Nouvelle fois un réveil à 3h45, on s'habituerait presque. Il ne nous faut qu'une demi-heure cette fois-ci pour s'apprêter. Aujourd'hui, nous n'avons aucun problème à retrouver le chemin de Hohsaas et progressons rapidement, chacun occupé par ses pensées.

Après une heure, nous passons Hohsaas et arrivons, après une petite descente, au bord du Triftgletscher, endroit traditionnel pour s'encorder.

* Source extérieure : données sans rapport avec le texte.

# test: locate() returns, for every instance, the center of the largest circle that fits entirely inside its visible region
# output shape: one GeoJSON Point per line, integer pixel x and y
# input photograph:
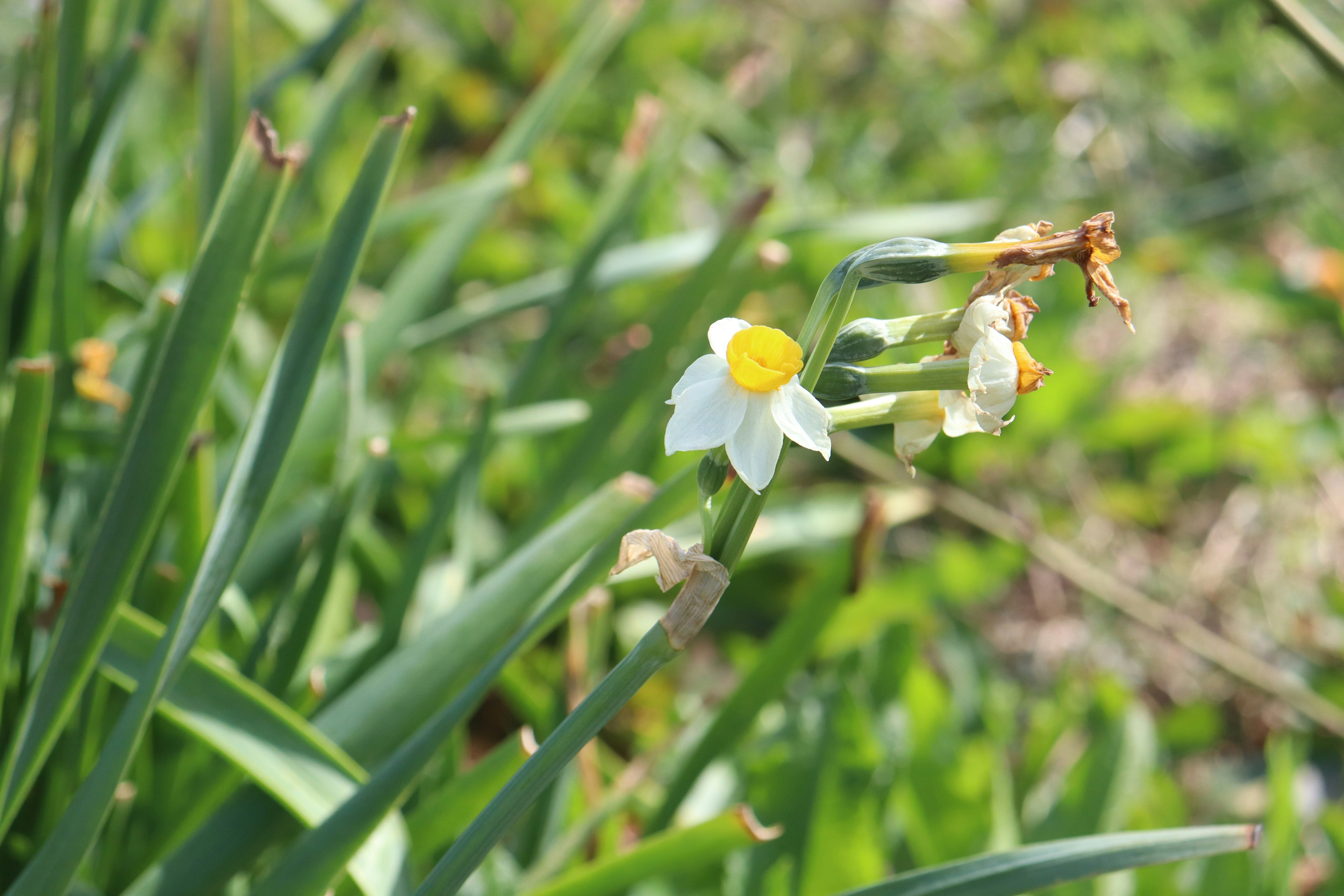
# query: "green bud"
{"type": "Point", "coordinates": [869, 336]}
{"type": "Point", "coordinates": [840, 382]}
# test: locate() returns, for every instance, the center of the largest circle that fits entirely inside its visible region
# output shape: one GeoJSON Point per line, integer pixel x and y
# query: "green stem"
{"type": "Point", "coordinates": [885, 409]}
{"type": "Point", "coordinates": [840, 382]}
{"type": "Point", "coordinates": [589, 718]}
{"type": "Point", "coordinates": [21, 471]}
{"type": "Point", "coordinates": [869, 338]}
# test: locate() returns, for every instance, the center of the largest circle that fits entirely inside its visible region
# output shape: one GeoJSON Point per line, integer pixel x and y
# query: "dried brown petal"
{"type": "Point", "coordinates": [1091, 246]}
{"type": "Point", "coordinates": [1031, 374]}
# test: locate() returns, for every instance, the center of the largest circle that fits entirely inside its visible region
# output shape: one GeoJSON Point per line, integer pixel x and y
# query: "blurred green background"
{"type": "Point", "coordinates": [969, 695]}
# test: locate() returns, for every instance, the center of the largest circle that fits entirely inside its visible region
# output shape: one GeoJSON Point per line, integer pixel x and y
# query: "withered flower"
{"type": "Point", "coordinates": [1092, 248]}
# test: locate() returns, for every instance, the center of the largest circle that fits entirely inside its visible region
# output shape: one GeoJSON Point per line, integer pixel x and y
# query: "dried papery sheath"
{"type": "Point", "coordinates": [706, 580]}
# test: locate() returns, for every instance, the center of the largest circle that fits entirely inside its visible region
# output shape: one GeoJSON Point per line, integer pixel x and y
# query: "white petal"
{"type": "Point", "coordinates": [722, 331]}
{"type": "Point", "coordinates": [707, 367]}
{"type": "Point", "coordinates": [706, 415]}
{"type": "Point", "coordinates": [980, 319]}
{"type": "Point", "coordinates": [802, 417]}
{"type": "Point", "coordinates": [755, 449]}
{"type": "Point", "coordinates": [913, 437]}
{"type": "Point", "coordinates": [959, 414]}
{"type": "Point", "coordinates": [994, 379]}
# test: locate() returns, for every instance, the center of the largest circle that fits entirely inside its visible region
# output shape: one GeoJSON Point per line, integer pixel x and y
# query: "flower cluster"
{"type": "Point", "coordinates": [747, 396]}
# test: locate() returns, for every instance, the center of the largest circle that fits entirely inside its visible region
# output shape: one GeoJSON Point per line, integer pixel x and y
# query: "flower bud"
{"type": "Point", "coordinates": [867, 338]}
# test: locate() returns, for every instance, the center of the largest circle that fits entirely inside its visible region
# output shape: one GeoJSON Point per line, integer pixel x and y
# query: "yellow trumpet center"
{"type": "Point", "coordinates": [763, 359]}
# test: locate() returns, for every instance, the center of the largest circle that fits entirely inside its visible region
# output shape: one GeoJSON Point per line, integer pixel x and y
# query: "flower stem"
{"type": "Point", "coordinates": [847, 381]}
{"type": "Point", "coordinates": [885, 409]}
{"type": "Point", "coordinates": [869, 338]}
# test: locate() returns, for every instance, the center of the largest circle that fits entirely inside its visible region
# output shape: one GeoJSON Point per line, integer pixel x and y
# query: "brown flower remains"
{"type": "Point", "coordinates": [1092, 248]}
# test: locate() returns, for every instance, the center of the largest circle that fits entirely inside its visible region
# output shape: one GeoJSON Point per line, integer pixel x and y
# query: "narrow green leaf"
{"type": "Point", "coordinates": [49, 327]}
{"type": "Point", "coordinates": [675, 852]}
{"type": "Point", "coordinates": [1033, 868]}
{"type": "Point", "coordinates": [421, 279]}
{"type": "Point", "coordinates": [589, 718]}
{"type": "Point", "coordinates": [427, 537]}
{"type": "Point", "coordinates": [677, 253]}
{"type": "Point", "coordinates": [625, 186]}
{"type": "Point", "coordinates": [222, 40]}
{"type": "Point", "coordinates": [788, 649]}
{"type": "Point", "coordinates": [440, 817]}
{"type": "Point", "coordinates": [8, 250]}
{"type": "Point", "coordinates": [21, 471]}
{"type": "Point", "coordinates": [315, 56]}
{"type": "Point", "coordinates": [331, 97]}
{"type": "Point", "coordinates": [331, 550]}
{"type": "Point", "coordinates": [109, 92]}
{"type": "Point", "coordinates": [386, 706]}
{"type": "Point", "coordinates": [291, 760]}
{"type": "Point", "coordinates": [256, 468]}
{"type": "Point", "coordinates": [183, 373]}
{"type": "Point", "coordinates": [310, 867]}
{"type": "Point", "coordinates": [638, 261]}
{"type": "Point", "coordinates": [281, 751]}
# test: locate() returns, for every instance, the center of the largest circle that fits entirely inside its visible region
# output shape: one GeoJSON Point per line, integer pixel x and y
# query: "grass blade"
{"type": "Point", "coordinates": [281, 751]}
{"type": "Point", "coordinates": [389, 705]}
{"type": "Point", "coordinates": [23, 65]}
{"type": "Point", "coordinates": [627, 183]}
{"type": "Point", "coordinates": [790, 648]}
{"type": "Point", "coordinates": [650, 258]}
{"type": "Point", "coordinates": [1033, 868]}
{"type": "Point", "coordinates": [443, 816]}
{"type": "Point", "coordinates": [682, 252]}
{"type": "Point", "coordinates": [308, 870]}
{"type": "Point", "coordinates": [441, 506]}
{"type": "Point", "coordinates": [253, 475]}
{"type": "Point", "coordinates": [49, 327]}
{"type": "Point", "coordinates": [21, 471]}
{"type": "Point", "coordinates": [419, 281]}
{"type": "Point", "coordinates": [674, 852]}
{"type": "Point", "coordinates": [222, 33]}
{"type": "Point", "coordinates": [589, 718]}
{"type": "Point", "coordinates": [342, 84]}
{"type": "Point", "coordinates": [109, 93]}
{"type": "Point", "coordinates": [315, 56]}
{"type": "Point", "coordinates": [422, 277]}
{"type": "Point", "coordinates": [183, 374]}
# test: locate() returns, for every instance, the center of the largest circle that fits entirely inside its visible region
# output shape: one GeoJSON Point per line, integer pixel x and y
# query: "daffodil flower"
{"type": "Point", "coordinates": [1000, 371]}
{"type": "Point", "coordinates": [747, 398]}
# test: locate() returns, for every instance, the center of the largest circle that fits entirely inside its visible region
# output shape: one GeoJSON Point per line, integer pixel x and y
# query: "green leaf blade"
{"type": "Point", "coordinates": [1059, 862]}
{"type": "Point", "coordinates": [183, 374]}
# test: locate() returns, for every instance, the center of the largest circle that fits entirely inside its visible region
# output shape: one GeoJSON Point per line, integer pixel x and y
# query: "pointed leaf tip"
{"type": "Point", "coordinates": [760, 833]}
{"type": "Point", "coordinates": [405, 119]}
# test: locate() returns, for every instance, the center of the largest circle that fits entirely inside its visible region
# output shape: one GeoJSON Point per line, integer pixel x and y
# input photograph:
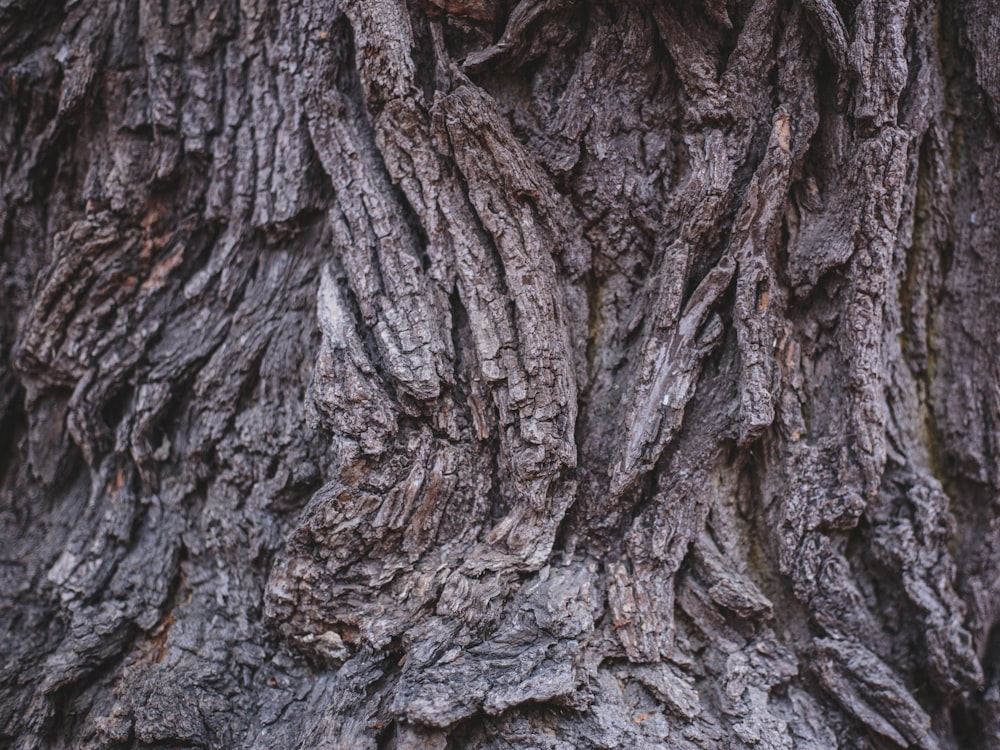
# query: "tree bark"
{"type": "Point", "coordinates": [481, 374]}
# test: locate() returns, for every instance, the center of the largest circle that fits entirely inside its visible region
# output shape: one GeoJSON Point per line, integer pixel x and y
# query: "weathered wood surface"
{"type": "Point", "coordinates": [480, 374]}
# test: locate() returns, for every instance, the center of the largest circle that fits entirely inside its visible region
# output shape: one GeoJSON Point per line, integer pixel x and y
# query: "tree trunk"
{"type": "Point", "coordinates": [479, 374]}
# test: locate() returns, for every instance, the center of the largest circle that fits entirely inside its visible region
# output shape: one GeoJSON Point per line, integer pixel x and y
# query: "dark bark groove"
{"type": "Point", "coordinates": [493, 374]}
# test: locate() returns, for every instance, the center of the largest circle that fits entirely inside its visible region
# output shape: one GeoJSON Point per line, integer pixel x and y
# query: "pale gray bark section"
{"type": "Point", "coordinates": [487, 374]}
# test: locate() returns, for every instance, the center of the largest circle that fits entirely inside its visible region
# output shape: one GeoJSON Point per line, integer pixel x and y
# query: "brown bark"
{"type": "Point", "coordinates": [459, 374]}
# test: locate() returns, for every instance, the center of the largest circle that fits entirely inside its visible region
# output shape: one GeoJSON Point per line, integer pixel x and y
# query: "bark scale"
{"type": "Point", "coordinates": [476, 374]}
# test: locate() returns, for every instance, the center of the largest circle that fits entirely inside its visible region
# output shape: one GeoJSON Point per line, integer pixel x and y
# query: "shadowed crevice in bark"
{"type": "Point", "coordinates": [562, 374]}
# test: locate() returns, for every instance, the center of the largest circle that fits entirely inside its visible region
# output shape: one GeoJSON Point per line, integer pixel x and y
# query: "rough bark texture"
{"type": "Point", "coordinates": [478, 374]}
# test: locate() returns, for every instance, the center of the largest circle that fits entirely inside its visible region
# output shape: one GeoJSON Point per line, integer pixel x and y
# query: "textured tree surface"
{"type": "Point", "coordinates": [481, 374]}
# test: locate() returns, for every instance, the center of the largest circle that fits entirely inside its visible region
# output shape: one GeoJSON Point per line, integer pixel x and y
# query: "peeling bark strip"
{"type": "Point", "coordinates": [540, 374]}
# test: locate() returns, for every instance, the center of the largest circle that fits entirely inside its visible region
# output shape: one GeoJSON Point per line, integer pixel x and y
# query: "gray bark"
{"type": "Point", "coordinates": [481, 374]}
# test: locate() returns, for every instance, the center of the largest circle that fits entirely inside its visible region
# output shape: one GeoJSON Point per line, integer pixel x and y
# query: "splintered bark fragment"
{"type": "Point", "coordinates": [430, 374]}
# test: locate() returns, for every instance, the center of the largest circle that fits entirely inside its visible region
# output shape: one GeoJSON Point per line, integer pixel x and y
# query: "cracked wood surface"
{"type": "Point", "coordinates": [480, 374]}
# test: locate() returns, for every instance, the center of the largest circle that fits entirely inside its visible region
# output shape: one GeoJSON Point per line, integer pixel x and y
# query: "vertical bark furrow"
{"type": "Point", "coordinates": [499, 375]}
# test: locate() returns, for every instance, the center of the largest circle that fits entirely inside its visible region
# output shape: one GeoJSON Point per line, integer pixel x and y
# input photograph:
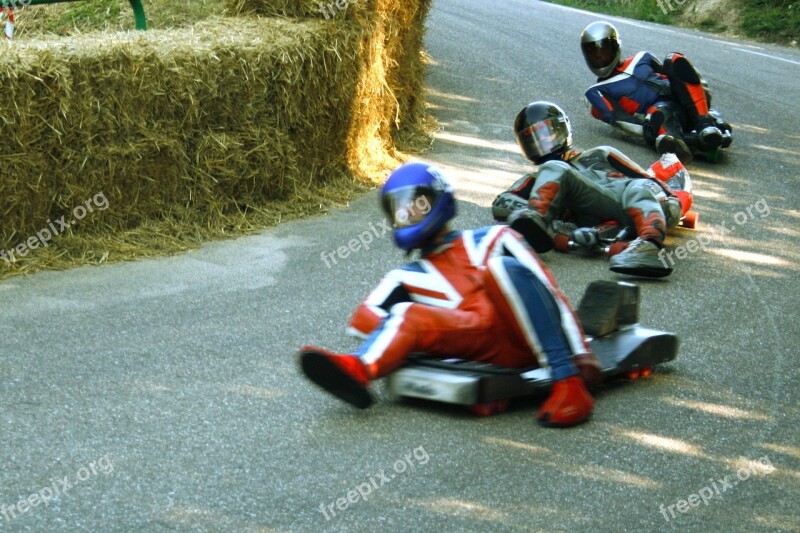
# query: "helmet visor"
{"type": "Point", "coordinates": [600, 54]}
{"type": "Point", "coordinates": [408, 206]}
{"type": "Point", "coordinates": [544, 137]}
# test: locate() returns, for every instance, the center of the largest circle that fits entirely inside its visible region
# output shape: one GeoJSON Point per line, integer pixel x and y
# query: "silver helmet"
{"type": "Point", "coordinates": [600, 45]}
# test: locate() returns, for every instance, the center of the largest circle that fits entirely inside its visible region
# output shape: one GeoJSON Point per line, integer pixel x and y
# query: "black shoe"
{"type": "Point", "coordinates": [669, 144]}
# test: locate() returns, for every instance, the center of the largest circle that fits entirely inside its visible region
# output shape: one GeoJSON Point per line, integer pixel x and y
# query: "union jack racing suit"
{"type": "Point", "coordinates": [480, 294]}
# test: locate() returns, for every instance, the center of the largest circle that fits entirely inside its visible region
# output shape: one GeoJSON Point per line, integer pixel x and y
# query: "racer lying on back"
{"type": "Point", "coordinates": [572, 191]}
{"type": "Point", "coordinates": [478, 294]}
{"type": "Point", "coordinates": [668, 104]}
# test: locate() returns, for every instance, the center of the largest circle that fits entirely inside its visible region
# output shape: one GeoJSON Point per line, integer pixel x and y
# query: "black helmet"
{"type": "Point", "coordinates": [543, 131]}
{"type": "Point", "coordinates": [601, 48]}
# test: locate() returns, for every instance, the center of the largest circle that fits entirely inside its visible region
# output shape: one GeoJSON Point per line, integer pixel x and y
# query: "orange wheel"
{"type": "Point", "coordinates": [561, 242]}
{"type": "Point", "coordinates": [690, 219]}
{"type": "Point", "coordinates": [616, 248]}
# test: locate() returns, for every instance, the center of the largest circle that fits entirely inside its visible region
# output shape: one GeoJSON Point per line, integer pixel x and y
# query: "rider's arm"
{"type": "Point", "coordinates": [601, 107]}
{"type": "Point", "coordinates": [623, 164]}
{"type": "Point", "coordinates": [375, 307]}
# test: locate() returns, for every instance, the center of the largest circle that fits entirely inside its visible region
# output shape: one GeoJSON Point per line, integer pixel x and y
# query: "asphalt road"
{"type": "Point", "coordinates": [163, 395]}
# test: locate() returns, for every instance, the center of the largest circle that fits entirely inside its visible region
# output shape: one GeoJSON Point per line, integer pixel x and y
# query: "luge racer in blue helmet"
{"type": "Point", "coordinates": [419, 202]}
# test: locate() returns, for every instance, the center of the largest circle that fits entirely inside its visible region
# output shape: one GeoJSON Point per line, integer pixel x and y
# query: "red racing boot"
{"type": "Point", "coordinates": [569, 404]}
{"type": "Point", "coordinates": [344, 376]}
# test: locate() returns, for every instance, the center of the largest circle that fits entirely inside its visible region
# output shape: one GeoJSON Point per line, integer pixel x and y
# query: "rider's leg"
{"type": "Point", "coordinates": [687, 86]}
{"type": "Point", "coordinates": [664, 124]}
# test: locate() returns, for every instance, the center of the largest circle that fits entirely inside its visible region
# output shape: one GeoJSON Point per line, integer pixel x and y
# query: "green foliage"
{"type": "Point", "coordinates": [767, 20]}
{"type": "Point", "coordinates": [636, 9]}
{"type": "Point", "coordinates": [777, 20]}
{"type": "Point", "coordinates": [111, 15]}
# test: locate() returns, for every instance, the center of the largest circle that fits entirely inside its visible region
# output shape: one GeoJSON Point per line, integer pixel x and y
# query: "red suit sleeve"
{"type": "Point", "coordinates": [375, 307]}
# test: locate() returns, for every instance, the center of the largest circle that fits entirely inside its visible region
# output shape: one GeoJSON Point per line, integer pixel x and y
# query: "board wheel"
{"type": "Point", "coordinates": [690, 219]}
{"type": "Point", "coordinates": [561, 242]}
{"type": "Point", "coordinates": [712, 156]}
{"type": "Point", "coordinates": [489, 408]}
{"type": "Point", "coordinates": [616, 248]}
{"type": "Point", "coordinates": [636, 373]}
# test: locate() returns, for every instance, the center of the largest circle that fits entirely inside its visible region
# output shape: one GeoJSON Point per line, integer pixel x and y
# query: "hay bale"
{"type": "Point", "coordinates": [195, 118]}
{"type": "Point", "coordinates": [185, 132]}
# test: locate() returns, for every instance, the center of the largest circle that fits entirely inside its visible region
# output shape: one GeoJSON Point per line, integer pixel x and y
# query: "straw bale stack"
{"type": "Point", "coordinates": [204, 122]}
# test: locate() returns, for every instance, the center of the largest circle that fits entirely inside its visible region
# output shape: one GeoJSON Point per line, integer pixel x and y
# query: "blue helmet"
{"type": "Point", "coordinates": [418, 201]}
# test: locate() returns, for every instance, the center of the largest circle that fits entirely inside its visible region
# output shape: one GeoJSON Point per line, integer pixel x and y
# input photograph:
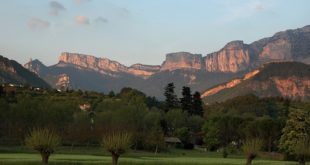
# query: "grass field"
{"type": "Point", "coordinates": [98, 157]}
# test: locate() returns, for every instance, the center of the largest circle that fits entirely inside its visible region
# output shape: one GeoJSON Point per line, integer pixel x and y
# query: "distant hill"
{"type": "Point", "coordinates": [284, 79]}
{"type": "Point", "coordinates": [200, 72]}
{"type": "Point", "coordinates": [13, 72]}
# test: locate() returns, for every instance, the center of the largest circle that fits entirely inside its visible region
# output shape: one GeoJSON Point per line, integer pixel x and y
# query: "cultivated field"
{"type": "Point", "coordinates": [95, 156]}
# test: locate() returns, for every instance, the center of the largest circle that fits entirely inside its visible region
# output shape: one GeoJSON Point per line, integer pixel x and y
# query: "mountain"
{"type": "Point", "coordinates": [199, 72]}
{"type": "Point", "coordinates": [283, 79]}
{"type": "Point", "coordinates": [13, 72]}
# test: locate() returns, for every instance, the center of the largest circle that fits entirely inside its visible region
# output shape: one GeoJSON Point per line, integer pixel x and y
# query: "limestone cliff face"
{"type": "Point", "coordinates": [144, 71]}
{"type": "Point", "coordinates": [36, 67]}
{"type": "Point", "coordinates": [63, 82]}
{"type": "Point", "coordinates": [234, 57]}
{"type": "Point", "coordinates": [290, 45]}
{"type": "Point", "coordinates": [106, 66]}
{"type": "Point", "coordinates": [229, 84]}
{"type": "Point", "coordinates": [182, 60]}
{"type": "Point", "coordinates": [91, 62]}
{"type": "Point", "coordinates": [278, 79]}
{"type": "Point", "coordinates": [5, 65]}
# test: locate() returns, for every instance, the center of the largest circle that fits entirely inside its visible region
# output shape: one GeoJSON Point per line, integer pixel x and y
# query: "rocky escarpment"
{"type": "Point", "coordinates": [282, 79]}
{"type": "Point", "coordinates": [229, 84]}
{"type": "Point", "coordinates": [63, 82]}
{"type": "Point", "coordinates": [13, 72]}
{"type": "Point", "coordinates": [105, 65]}
{"type": "Point", "coordinates": [290, 45]}
{"type": "Point", "coordinates": [144, 71]}
{"type": "Point", "coordinates": [182, 60]}
{"type": "Point", "coordinates": [5, 65]}
{"type": "Point", "coordinates": [234, 57]}
{"type": "Point", "coordinates": [184, 69]}
{"type": "Point", "coordinates": [37, 67]}
{"type": "Point", "coordinates": [91, 62]}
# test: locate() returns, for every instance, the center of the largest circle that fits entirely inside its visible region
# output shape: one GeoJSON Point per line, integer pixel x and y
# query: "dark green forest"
{"type": "Point", "coordinates": [82, 118]}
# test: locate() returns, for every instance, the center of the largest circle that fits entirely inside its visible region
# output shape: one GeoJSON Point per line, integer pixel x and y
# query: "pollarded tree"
{"type": "Point", "coordinates": [171, 98]}
{"type": "Point", "coordinates": [297, 127]}
{"type": "Point", "coordinates": [197, 104]}
{"type": "Point", "coordinates": [251, 148]}
{"type": "Point", "coordinates": [44, 141]}
{"type": "Point", "coordinates": [186, 100]}
{"type": "Point", "coordinates": [302, 150]}
{"type": "Point", "coordinates": [116, 143]}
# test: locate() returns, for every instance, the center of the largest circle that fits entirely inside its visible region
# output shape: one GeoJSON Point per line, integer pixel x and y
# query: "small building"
{"type": "Point", "coordinates": [85, 107]}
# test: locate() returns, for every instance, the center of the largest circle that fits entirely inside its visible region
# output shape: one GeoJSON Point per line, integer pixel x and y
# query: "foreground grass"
{"type": "Point", "coordinates": [73, 159]}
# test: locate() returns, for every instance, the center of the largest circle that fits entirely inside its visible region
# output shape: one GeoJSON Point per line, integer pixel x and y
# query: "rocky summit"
{"type": "Point", "coordinates": [198, 71]}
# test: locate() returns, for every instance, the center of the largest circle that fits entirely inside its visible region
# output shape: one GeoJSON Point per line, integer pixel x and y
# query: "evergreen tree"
{"type": "Point", "coordinates": [111, 94]}
{"type": "Point", "coordinates": [297, 127]}
{"type": "Point", "coordinates": [186, 100]}
{"type": "Point", "coordinates": [171, 98]}
{"type": "Point", "coordinates": [197, 104]}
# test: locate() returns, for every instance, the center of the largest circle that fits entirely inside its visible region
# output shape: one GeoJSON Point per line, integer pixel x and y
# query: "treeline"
{"type": "Point", "coordinates": [82, 118]}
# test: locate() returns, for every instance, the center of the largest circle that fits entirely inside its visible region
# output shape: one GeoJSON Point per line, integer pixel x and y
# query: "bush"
{"type": "Point", "coordinates": [44, 141]}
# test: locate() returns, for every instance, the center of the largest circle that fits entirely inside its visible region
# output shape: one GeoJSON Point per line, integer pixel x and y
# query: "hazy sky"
{"type": "Point", "coordinates": [139, 31]}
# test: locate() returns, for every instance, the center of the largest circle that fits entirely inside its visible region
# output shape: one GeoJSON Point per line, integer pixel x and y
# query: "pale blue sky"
{"type": "Point", "coordinates": [139, 31]}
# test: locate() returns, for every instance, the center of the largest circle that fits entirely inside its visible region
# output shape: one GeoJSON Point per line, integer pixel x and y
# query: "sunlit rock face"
{"type": "Point", "coordinates": [290, 45]}
{"type": "Point", "coordinates": [91, 62]}
{"type": "Point", "coordinates": [144, 71]}
{"type": "Point", "coordinates": [5, 65]}
{"type": "Point", "coordinates": [36, 67]}
{"type": "Point", "coordinates": [63, 82]}
{"type": "Point", "coordinates": [229, 84]}
{"type": "Point", "coordinates": [234, 57]}
{"type": "Point", "coordinates": [182, 60]}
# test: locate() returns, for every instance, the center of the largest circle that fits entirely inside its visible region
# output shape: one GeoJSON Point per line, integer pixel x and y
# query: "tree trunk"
{"type": "Point", "coordinates": [248, 161]}
{"type": "Point", "coordinates": [269, 144]}
{"type": "Point", "coordinates": [302, 160]}
{"type": "Point", "coordinates": [156, 149]}
{"type": "Point", "coordinates": [114, 158]}
{"type": "Point", "coordinates": [45, 157]}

Severin s'occupe bien de tout cela: il est un excellent "premier de cordée" ! C'est la première fois que je m'aventure sans guide sur un glacier (et javais un peu de doutes inititales), mais avec un compagnon comme lui, je me sens bien confiant.

Dans la première partie du glacier, la trace zigzague à travers une zone assez plate mais remplie de nombreuses crevasses et il faut faire bien attention. Ensuite, le glacier se raidit de plus en plus.

Nous sommes un dimanche et il y a des dizaines et des dizaines d'alpinistes sur la trace. Nous arrivons à dépasser plusieurs cordées, preuve de notre bonne condition physique et acclimatation. Le massif sombre du Lagginhorn fait office de décor. A gauche, l'arête ouest qui constitue la voie normale, et à droite, l'arête nord.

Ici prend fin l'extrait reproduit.